Interestingly, you’ll need a second comparison function for performing lookups. The comparison function you’ll use for sorting will take two pair objects, but lookups are performed given only a key value. The comparison function for lookups, then, must take an object of the key type (the value being searched for) and a pair (one of the pairs stored in the vector)—two different types. As an additional twist, you can’t know whether the key value or the pair will be passed as the first argument, so you really need two comparison functions for lookups: one where the key value is passed first and one where the pair is passed first.
Here’s an example of how to put all the pieces together:
typedef pair<string, int> Data; // type held in the "map"
// in this example
class DataCompare { // class for comparison
public: // functions
bool operator()(const Data& lhs, // comparison func
const Data& rhs) const // for sorting
{
return keyLess(lhs.first, rhs.first); // keyLess is below
}
bool operator()(const Data& lhs, // comparison func
const Data::first_type& k) const // for lookups
{ // (form 1)
return keyLess(lhs.first, k);
}
bool operator()(const Data::first_type& k, // comparison func
const Data& rhs) const // for lookups
{ // (form 2)
return keyLess(k, rhs.first);
}
private:
bool keyLess(const Data::first_type& k1, // the "real"
const Data::first_type& k2) const // comparison
{ // function
return k1 < k2;
}
};
In this example, we assume that our sorted vector will be emulating a map<string, int>. The code is pretty much a literal translation of the discussion above, except for the presence of the member function keyLess. That function exists to ensure consistency among the various operator() functions. Each such function simply compares two key values, so rather than duplicate the logic, we put the test inside keyLess and have the operator() functions return whatever keyLess does. This admirable act of software engineering enhances the maintainability of DataCompare, but there is a minor drawback. Its provision for operator() functions with different parameter types renders the resulting function objects unadaptable (see Item 40). Oh well.

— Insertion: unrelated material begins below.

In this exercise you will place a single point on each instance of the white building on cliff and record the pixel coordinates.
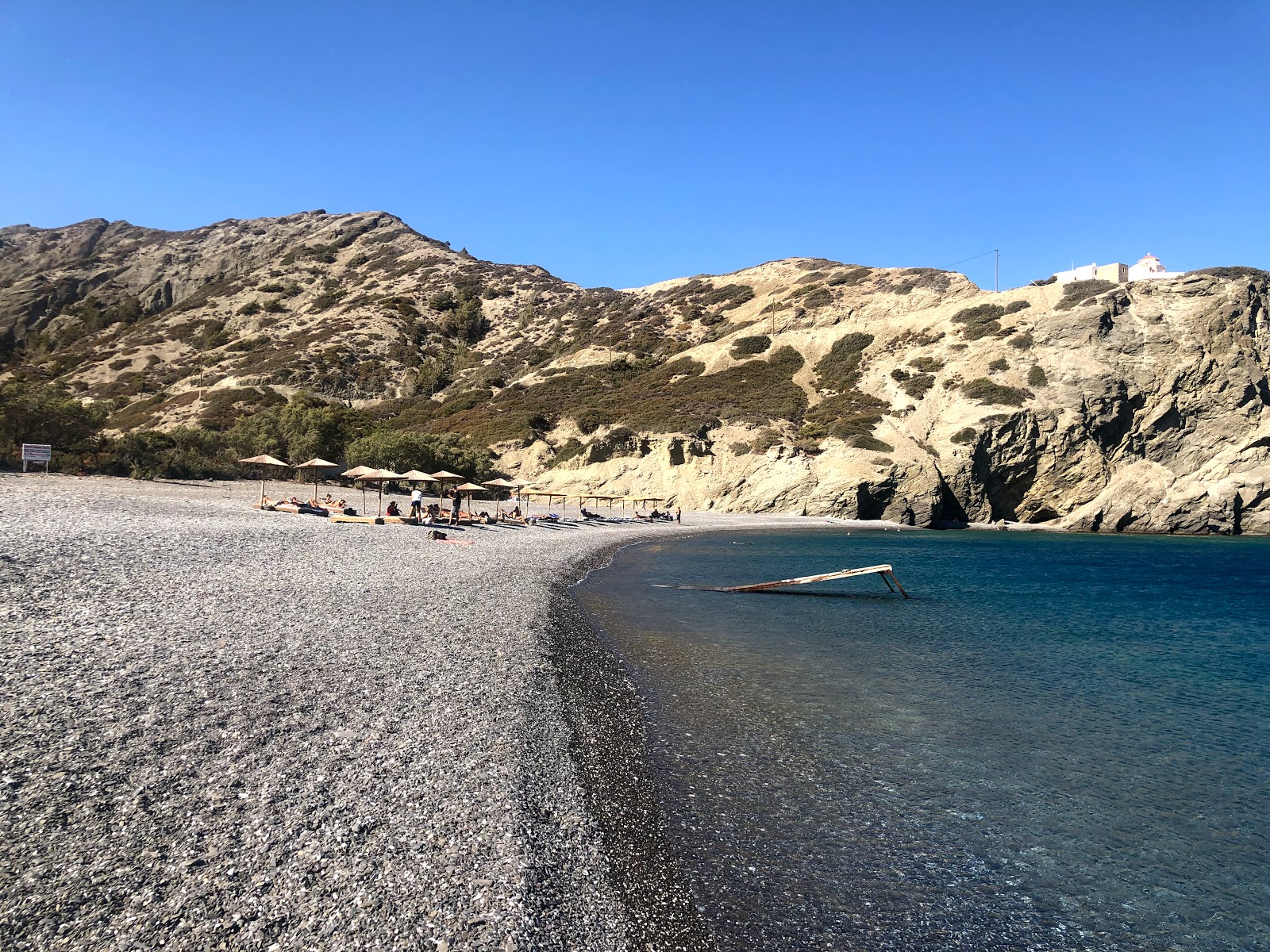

Using a sorted vector as a map is essentially the same as using it as a set. The only major difference is the need to use DataCompare objects as comparison functions:
vector<Data> vd; // alternative to
// map<string, int>
... // Setup phase: lots of
// insertions, few lookups
sort(vd.begin(), vd.end(), DataCompare()); // end of Setup phase. Simu-
// lated maps must avoid
// dupes; simulated multimaps
// might use stable_sort
string s; // object for value to look up
... // start Lookup phase
if (binary_search(vd.begin(), vd.end(), s,
DataCompare())) ... // lookup via binary_search
vector<Data>::iterator i =
lower_bound(vd.begin(), vd.end(), s,
DataCompare()); // lookup via lower_bound;
if (i != vd.end() && !DataCompare()(s, *i))... // again, see Item 19 for info
// on the
// "!DataCompare()(s, *i)" test
pair<vector<Data>::iterator,
vector<Data>::iterator> range =
equal_range(vd.begin(), vd.end(), s,
DataCompare()); // lookup via equal_range
if (range.first != range.second) ...
... // end Lookup phase, start
// Reorganize phase
sort(vd.begin(), vd.end(), DataCompare()); // begin new Lookup phase...
As you can see, once you’ve written DataCompare, things pretty much fall into place. And once in place, they’ll often run faster and use less memory than the corresponding design using a real map as long as your program uses the data structure in the phased manner described on page 101. If your program doesn’t operate on the data structure in a phased manner, use of a sorted vector instead of a standard associative container will almost certainly end up wasting time.